Today, after a seven-year absence from the Final Four, Andover again won a closely contested semifinal and again faced Exeter for the championship. But today, for the first time in history, Andover won it all, and it won it all with a packed house of 700+ people in the stands for the annual Andover/Exeter Day.
After an embarrassing 3 to 10 drubbing at the hands of Exeter just ten days ago, Andover entered the championship game against the Big Red determined to focus on those things within its control and to play its best water polo of the year.
The first quarter was dominated by goalkeeper Rome Arnold's '14 five saves as well as excellent defense by both teams. With 2:41 left in the first half, Andover found itself down 0-2, but the Andover boys remained upbeat—recognizing their great play, despite the scoreboard—and with only :21 remaining, co-captain Travis Bouscaren '14 put Andover on the scoreboard with an extraordinary shot from 10 meters. At the half, Andover was down 1-2.
Exeter started the third quarter with another goal, and Andover called a timeout. With revitalized intensity, which saw extensive movement from Joe Faller '14 and Nick Faulkner '16 along with great defense from Peter Fanikos '14 and Scott Simpson '14 against Exeter's center-forward, Michael Camarda '14 scored with 4:57 remaining in the quarter, making the score 2-3. Exeter quickly responded, but co-captain Travis Bouscaren '14 and Camarda both scored in the final minutes of the third quarter to tie the game.
Sixteen seconds into the final quarter, Bouscaren scored again, which gave Andover its first lead of the game. 326 seconds later, co-captain Andrew Yang '14 scored to give Andover a 6-4 lead with only 78 seconds remaining in the game. Exeter scored again with 62 seconds left in the game, but Andover was able to protect the cage through Exeter's multiple shot opportunities in the final seconds to secure the win.
After the game, Arnold was recognized as the tournament's outstanding goalkeeper, particularly in light of his phenomenal 20 saves in the championship game. In water polo, one rarely sees an 80% save rate, especially in a championship game. Faulkner and Yang were both named to the All-Tournament Team, and Bouscaren was named the tournament's Most Valuable Player for being the dominant force—at both the offensive and defensive ends of the pool—in the tournament.
And while only eight Andover players saw action in the final game, all the members of the Andover Water Polo team recognize their contributions—in practice and in games throughout the season—to the team win.

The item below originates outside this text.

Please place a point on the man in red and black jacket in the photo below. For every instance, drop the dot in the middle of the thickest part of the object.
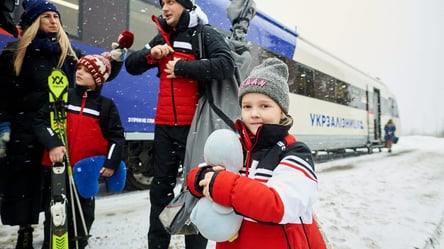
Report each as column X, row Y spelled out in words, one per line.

It truly was a remarkable twenty-three hours from the start of the quarterfinal to the conclusion of the final—certainly the best twenty-three hours in the history of Andover Water Polo.
The final score of today’s championship game was a fitting, 6-5 win, the exact same score from that legendary upset in 1994. For all those great Andover players and teams from the past, the Andover boys hope this championship feels good for you, too.